Quand vous avez décidé de le suivre avec votre caméra, quels objectifs vous êtes-vous fixés ?
OJ : « C’est un pur accident : c’est lui qui a commencé à nous parler, or on ne comprenait pas ce qu’il nous disait. A l’époque venaient de sortir les premiers appareils photos avec un mode vidéo. C’est comme cela qu’on est passés en vidéo alors qu’à la base, je suis photographe. Mais rien de tout cela n’était prévu à l’origine. On ne savait pas ce qui allait se passer ou même, s’il resterait en France. Le projet a mis du temps à mûrir, à naître. Quand on a compris qu’il avait pour objectif de retourner dans son pays pour revoir à sa mère, on s’est dit que cela mettrait un terme au projet. »Comment se sentait Ghorban par rapport à la caméra ? On le voit dans des moments très intimes, notamment lors de séances chez le psychologue de Médecins sans frontières. On y voit aussi son évolution : au début il a du mal à parler, ne serait-ce qu’en raison de la barrière de la langue et petit à petit, il se livre davantage…

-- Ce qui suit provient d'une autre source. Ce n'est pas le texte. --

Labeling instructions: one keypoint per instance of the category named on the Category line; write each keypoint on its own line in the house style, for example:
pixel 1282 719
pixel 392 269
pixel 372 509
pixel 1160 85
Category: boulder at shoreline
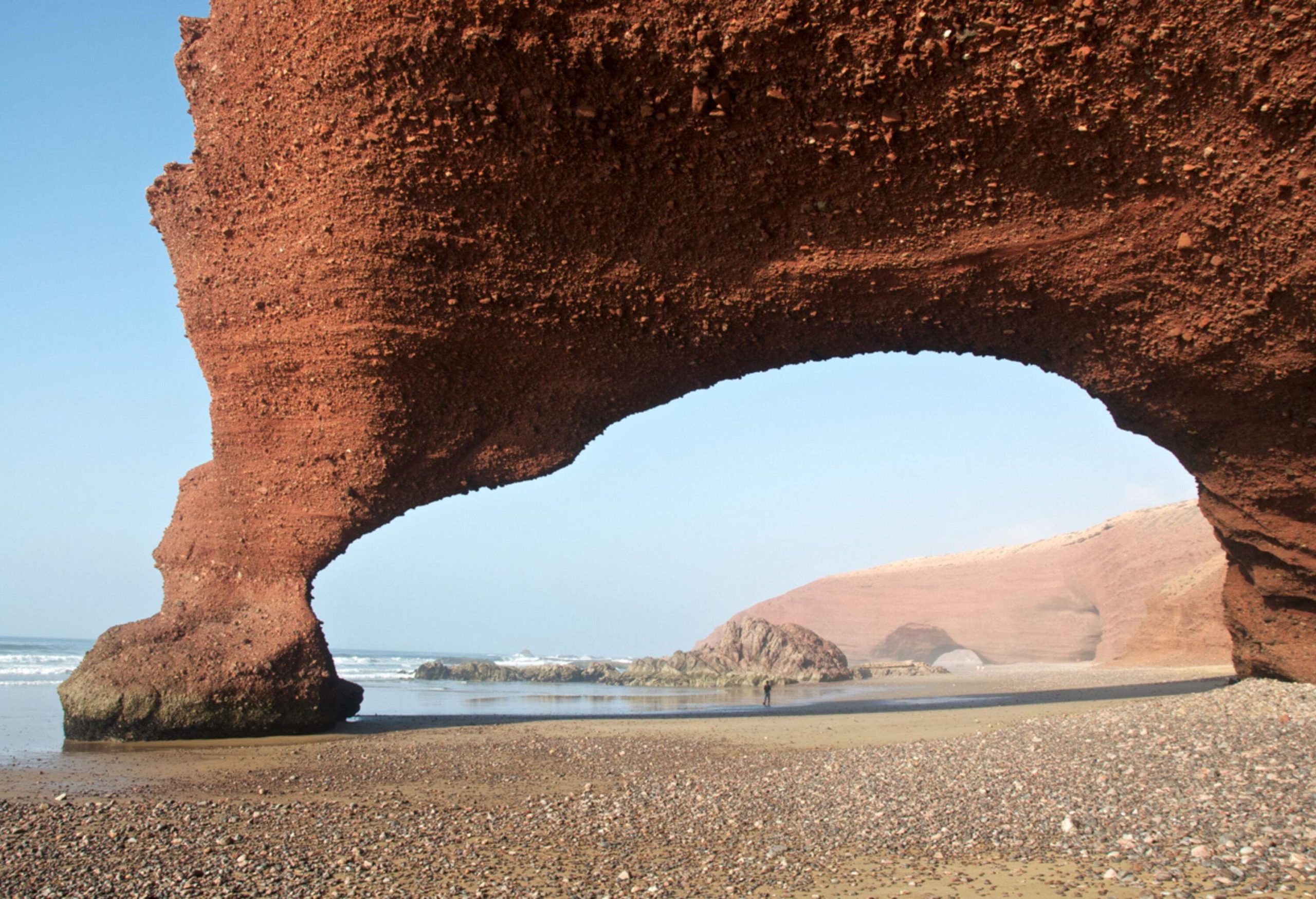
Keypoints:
pixel 491 673
pixel 746 653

CB : « En fait, je pense que pour lui il y a une forme de fierté de pouvoir dire ce qu’il traverse et que ça serve d’exemple aux autres. D’autre part, on était d’accord avec Ghorban et Stéphane, le psychologue, pour que la caméra soit éteinte quand il le souhaiterait. L’idée était de ne pas le trahir et de ne pas le déranger. Après, il y a toujours des moments où la caméra est difficile pour lui, où Ghorban n’a pas envie qu’on soit là… C’est toujours un exercice d’équilibriste délicat. »OJ : « L’accord était aussi de ne rien diffuser tant qu’il n’aurait pas atteint la majorité et qu’il serait juridiquement à même de valider le projet ou pas. Tant qu’il était mineur, il était sous la responsabilité de l’Aide sociale à l’enfance. Le juge des tutelles ne souhaitait pas qu’on le filme car il était sous sa protection. On a tout fait un peu en cachette et en réalité, il y a de nombreux moments de sa vie auxquels nous n’avons pas eu accès. Les seuls moments où c’était vraiment possible, c’était chez le psy. »

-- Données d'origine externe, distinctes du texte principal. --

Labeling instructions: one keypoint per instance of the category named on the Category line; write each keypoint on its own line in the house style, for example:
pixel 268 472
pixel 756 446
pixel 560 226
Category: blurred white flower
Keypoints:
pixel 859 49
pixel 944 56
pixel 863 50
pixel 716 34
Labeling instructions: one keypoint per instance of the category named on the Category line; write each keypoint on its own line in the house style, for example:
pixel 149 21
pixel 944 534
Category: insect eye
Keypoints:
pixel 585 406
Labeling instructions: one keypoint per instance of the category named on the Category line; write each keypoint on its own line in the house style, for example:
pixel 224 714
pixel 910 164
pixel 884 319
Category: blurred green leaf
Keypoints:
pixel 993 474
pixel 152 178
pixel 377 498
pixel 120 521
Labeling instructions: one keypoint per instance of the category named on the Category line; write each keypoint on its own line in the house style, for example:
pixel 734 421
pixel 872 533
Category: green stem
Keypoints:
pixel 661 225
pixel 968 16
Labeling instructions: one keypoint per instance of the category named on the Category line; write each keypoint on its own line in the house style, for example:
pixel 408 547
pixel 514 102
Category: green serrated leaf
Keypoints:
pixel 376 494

Votre film est un portrait d’un jeune réfugié qui traverse la moitié de la planète pour aller en France. Est-ce que vous avez envisagé de confronter son histoire au destin d’autres personnes ?CB : « Non, nous ce n’est qu’un seul portrait : on préfère s’attacher à une personne et raconter vraiment son histoire. C’est une histoire unique et en même temps universelle et on n’a pas envie d’aller raconter d’autres choses. C’était l’histoire de Ghorban avant tout, qui nous est arrivée par accident. »
OJ : « Si on avait voulu faire un reportage en prenant différents cas on l’aurait fait. Si on a filmé l’histoire de Ghorban, c’est qu’elle nous intéressait, qu’elle nous a convaincus et que nous nous sommes attachés à ce môme. »

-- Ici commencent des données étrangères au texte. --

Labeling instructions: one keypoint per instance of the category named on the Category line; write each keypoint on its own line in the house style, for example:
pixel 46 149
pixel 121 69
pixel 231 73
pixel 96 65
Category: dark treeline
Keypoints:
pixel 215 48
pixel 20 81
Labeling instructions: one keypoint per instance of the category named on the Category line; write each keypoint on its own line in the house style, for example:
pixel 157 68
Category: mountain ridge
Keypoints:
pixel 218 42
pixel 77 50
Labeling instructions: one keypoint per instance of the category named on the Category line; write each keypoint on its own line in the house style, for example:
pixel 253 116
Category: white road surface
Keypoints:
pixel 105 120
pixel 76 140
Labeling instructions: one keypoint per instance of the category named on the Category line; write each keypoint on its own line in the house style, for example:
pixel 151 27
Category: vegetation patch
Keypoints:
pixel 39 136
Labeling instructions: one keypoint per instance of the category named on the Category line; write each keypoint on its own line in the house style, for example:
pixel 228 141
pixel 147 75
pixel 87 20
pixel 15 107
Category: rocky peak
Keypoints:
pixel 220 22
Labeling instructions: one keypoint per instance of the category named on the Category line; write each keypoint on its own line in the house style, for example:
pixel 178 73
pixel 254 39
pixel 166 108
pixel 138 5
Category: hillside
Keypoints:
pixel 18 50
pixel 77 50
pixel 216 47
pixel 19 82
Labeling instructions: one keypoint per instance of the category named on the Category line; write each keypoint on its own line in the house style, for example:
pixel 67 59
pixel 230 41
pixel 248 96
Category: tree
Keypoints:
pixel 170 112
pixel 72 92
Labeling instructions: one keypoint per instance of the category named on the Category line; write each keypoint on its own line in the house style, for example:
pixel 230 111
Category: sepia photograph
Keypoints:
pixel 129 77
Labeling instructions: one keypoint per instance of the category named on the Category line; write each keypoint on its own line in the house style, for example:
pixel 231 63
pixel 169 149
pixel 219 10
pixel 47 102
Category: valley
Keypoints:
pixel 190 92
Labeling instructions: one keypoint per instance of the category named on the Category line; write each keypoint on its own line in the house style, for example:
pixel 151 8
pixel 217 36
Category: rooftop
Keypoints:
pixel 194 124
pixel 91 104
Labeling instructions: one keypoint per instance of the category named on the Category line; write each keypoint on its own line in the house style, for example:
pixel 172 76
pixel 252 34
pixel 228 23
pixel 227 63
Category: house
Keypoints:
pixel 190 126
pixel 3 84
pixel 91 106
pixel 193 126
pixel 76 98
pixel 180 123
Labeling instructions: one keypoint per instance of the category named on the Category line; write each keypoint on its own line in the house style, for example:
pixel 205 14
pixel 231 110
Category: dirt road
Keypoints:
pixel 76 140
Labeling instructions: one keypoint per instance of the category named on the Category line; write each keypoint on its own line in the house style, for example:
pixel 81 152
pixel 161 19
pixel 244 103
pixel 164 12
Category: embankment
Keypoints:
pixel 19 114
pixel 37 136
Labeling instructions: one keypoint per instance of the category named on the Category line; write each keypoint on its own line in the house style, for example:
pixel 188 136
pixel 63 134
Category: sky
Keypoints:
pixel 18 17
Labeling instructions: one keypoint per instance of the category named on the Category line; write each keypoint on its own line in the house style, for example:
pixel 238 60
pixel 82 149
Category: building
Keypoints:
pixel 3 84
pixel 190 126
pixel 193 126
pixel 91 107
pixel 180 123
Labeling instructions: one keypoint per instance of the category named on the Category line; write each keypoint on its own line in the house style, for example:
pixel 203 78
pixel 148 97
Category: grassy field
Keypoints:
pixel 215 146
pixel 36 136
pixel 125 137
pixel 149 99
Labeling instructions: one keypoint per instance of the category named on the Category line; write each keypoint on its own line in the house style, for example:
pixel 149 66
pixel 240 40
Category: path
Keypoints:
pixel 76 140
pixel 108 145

Vous êtes devenus ses parrain et marraine…
CB : « On ne savait pas qu’existait le statut de parrain et marraine républicains en France. C’est quelque chose qui n’engage à rien et qui est honorifique. C’est lui qui, à dix-huit ans, quand il a eu ses papiers et la nationalité française, qu’il s’est retrouvé en foyer de jeunes travailleurs, un endroit où il est plus autonome, qui nous a proposé de devenir parrain et marraine républicains. On a dit oui parce que pour lui, c’est important : il ne se retrouve pas totalement seul. En même temps, nous ne sommes ni ses tuteurs, ni ses éducateurs. On est juste là comme des référents, on peut l’aider s’il a un problème, mais on n’est pas là pour le guider dans sa vie : il fait ses propres choix. Cela date d’il y a trois ans. »OJ : « Encore une fois c’est lui qui l’a demandé. Cela correspondait au moment où il a quitté son foyer et ses éducateurs, dont il était très proche et qui l’avaient accompagné pendant six ans, étaient obligés de le lâcher. Car tout cela est purement administratif : le jour où il a eu dix-huit ans, il lui a fallu quitter le foyer. Du jour au lendemain, il n’a plus eu de référents. Il nous a donc demandés d’être ses parrain et marraine républicains pour faire le lien avec ses éducateurs. On continue par exemple de fêter son anniversaire, chez nous, avec ses éducateurs qui l’ont suivi pendant tout ce temps. »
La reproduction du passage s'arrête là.